02-12-2014 01:08 PM
I have a large pile of web pages in HBase that I'm trying to index into Cloudera Search following the online docs. I'm running the job like so:
hadoop jar /usr/lib/hbase-solr/tools/hbase-indexer-mr-1.3-search-1.1.0-job.jar --hbase-table-name clueweb12 --zk-host 192.168.0.1/solr --collection cw12 --morphline-file morphlines.conf --hbase-indexer-file morphline-hbase-mapper.xml --reducers 0
... and this runs just fine: documents are indexed following the morphline spec I gave it. Except, it's running everything as a local job on the machine I launched the job from. In other words, no mappers anywhere else on my cluster. Log messages from INFO mapred.LocalJobRunner. At this rate it'll take several months ;-)

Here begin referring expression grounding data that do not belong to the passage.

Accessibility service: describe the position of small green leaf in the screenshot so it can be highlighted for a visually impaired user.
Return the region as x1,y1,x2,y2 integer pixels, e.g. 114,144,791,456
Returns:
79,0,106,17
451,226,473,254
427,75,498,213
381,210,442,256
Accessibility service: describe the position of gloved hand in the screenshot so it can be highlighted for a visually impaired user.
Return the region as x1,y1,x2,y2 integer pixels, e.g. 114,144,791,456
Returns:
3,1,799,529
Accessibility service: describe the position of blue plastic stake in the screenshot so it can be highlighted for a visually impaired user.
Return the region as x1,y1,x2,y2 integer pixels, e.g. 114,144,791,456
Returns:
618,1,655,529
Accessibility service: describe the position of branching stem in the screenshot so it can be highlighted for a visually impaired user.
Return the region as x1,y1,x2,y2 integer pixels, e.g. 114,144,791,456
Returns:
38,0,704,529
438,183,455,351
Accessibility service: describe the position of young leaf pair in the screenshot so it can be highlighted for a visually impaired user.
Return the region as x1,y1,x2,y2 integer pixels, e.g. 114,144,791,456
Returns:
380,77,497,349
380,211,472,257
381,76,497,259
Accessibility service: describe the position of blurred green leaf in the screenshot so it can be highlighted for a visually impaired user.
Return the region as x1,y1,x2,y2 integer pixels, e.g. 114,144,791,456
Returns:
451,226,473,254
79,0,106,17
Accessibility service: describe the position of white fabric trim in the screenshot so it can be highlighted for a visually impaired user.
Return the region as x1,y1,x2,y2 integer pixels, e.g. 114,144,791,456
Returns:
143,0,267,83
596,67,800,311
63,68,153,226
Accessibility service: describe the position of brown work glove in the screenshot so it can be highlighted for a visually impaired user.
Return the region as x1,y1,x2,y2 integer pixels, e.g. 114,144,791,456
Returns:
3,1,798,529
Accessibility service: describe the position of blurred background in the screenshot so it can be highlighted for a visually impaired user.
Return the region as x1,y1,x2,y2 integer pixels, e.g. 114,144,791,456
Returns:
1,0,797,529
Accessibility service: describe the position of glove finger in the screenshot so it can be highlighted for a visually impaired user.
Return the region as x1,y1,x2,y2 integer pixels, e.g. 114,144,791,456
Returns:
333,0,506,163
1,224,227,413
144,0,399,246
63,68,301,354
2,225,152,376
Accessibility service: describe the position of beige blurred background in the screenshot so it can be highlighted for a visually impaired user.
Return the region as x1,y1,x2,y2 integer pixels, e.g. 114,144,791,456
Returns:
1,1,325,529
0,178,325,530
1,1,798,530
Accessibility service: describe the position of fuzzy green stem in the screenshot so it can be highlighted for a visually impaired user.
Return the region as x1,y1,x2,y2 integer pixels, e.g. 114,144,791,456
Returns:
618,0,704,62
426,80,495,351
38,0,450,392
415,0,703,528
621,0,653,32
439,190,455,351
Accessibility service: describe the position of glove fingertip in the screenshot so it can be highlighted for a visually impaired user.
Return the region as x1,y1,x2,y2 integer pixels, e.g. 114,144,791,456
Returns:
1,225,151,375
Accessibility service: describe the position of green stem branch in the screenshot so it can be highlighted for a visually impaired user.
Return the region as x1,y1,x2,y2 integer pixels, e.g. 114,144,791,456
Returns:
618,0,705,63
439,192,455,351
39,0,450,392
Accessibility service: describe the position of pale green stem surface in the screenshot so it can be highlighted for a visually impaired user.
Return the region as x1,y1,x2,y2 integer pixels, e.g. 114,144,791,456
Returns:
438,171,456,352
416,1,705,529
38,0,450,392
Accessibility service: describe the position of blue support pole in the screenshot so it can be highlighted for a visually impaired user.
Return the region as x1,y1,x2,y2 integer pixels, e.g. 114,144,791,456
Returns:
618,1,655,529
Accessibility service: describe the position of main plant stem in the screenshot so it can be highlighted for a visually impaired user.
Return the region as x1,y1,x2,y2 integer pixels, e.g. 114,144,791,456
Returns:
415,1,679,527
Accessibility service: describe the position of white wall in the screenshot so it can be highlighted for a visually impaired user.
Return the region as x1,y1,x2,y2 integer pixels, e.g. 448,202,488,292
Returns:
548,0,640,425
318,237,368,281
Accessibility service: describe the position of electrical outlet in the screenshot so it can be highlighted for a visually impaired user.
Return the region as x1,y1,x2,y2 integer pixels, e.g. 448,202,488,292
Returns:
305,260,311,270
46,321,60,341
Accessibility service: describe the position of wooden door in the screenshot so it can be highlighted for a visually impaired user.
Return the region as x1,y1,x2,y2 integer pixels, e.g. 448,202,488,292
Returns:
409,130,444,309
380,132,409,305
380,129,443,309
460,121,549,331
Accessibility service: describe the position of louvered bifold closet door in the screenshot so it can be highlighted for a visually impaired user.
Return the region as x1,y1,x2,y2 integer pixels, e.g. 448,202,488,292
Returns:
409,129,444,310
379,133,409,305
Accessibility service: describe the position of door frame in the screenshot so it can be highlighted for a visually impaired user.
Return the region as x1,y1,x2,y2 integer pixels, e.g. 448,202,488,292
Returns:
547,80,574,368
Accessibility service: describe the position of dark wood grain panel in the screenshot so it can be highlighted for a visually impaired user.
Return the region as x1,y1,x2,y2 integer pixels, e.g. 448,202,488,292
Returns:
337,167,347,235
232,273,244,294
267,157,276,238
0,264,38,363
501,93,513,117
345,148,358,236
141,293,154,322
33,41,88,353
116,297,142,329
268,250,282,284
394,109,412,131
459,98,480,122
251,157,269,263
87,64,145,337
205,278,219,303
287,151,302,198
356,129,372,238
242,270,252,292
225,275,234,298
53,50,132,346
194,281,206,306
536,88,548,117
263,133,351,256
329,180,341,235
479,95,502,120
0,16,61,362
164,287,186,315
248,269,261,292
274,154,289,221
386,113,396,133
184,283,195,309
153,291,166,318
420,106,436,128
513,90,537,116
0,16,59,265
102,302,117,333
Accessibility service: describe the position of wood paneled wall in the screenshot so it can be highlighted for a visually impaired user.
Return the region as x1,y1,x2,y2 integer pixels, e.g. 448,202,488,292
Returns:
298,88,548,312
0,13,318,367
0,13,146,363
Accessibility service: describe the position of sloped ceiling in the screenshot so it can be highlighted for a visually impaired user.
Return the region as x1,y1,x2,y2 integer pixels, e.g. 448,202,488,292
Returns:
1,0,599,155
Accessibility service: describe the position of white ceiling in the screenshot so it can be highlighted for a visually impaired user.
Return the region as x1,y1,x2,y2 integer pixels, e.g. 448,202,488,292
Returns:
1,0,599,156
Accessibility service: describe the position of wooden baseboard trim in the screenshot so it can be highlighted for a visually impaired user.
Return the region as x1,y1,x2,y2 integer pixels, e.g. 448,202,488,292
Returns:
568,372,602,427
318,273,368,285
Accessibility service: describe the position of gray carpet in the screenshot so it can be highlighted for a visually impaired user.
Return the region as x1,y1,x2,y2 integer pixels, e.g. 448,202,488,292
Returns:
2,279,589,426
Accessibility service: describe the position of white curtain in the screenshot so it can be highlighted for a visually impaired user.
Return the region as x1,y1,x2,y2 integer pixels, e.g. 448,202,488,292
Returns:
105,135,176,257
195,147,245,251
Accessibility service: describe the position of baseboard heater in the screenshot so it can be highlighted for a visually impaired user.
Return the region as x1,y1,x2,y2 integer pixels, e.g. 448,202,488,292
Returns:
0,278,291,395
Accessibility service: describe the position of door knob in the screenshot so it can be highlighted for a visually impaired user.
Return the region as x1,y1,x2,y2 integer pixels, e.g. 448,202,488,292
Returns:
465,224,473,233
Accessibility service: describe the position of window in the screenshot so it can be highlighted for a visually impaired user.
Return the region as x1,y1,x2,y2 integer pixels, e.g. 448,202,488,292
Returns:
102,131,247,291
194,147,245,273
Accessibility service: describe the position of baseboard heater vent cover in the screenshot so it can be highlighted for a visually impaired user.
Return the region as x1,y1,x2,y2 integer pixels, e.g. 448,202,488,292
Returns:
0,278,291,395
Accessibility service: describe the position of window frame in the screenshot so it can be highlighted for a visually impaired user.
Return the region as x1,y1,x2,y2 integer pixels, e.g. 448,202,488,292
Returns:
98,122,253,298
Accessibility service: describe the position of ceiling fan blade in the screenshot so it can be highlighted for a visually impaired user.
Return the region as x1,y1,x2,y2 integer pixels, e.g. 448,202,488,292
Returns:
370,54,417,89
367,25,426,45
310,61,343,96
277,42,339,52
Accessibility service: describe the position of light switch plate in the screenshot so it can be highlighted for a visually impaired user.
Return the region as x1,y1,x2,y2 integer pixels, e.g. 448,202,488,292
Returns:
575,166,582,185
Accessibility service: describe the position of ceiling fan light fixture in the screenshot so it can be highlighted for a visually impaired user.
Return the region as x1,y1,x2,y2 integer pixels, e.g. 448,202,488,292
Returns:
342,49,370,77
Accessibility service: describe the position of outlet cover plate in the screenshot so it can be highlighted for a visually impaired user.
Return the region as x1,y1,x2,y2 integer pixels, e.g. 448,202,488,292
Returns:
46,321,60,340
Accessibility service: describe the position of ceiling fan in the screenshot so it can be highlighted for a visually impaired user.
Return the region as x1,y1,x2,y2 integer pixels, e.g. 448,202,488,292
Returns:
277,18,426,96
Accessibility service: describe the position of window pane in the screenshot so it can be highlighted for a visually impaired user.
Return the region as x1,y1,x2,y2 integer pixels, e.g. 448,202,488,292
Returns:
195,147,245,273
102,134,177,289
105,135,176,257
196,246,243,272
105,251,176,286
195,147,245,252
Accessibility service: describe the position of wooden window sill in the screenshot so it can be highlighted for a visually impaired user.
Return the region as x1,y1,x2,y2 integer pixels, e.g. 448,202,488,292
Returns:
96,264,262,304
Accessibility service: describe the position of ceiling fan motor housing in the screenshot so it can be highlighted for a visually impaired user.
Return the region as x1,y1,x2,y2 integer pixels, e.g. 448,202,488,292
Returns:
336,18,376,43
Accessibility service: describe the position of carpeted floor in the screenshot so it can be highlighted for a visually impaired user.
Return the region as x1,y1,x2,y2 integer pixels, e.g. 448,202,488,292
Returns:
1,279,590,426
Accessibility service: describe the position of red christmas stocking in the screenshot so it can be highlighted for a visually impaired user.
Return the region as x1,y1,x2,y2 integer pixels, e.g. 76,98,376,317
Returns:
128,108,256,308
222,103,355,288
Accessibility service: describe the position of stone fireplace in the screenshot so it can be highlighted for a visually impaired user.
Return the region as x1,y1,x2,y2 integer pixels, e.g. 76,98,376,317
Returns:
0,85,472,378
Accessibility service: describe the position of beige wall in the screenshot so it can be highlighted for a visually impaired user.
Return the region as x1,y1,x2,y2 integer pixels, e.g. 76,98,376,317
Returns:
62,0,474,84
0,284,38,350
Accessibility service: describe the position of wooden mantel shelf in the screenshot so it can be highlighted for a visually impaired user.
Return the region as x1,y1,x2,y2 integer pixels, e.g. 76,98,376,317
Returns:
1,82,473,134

The cluster is working otherwise fine... MR and MRv2 jobs work, HDFS all ok, HBase fine, Solr fine, all on CDH4.5. I get an odd error message but it doesn't stop the job:
14/02/12 09:35:32 ERROR mapreduce.TableInputFormatBase: Cannot resolve the host name for /192.168.0.7 because of javax.naming.NameNotFoundException: DNS name not found [response code 3]; remaining name '22.214.171.124.in-addr.arpa'
I don't know if this is a red herring or not. It shouldn't be happening... everything is using static IPs in /etc/hosts. And as I said everything otherwise is working, it's just that this particular jar won't run parallel.
How do I figure out why this job won't go MR?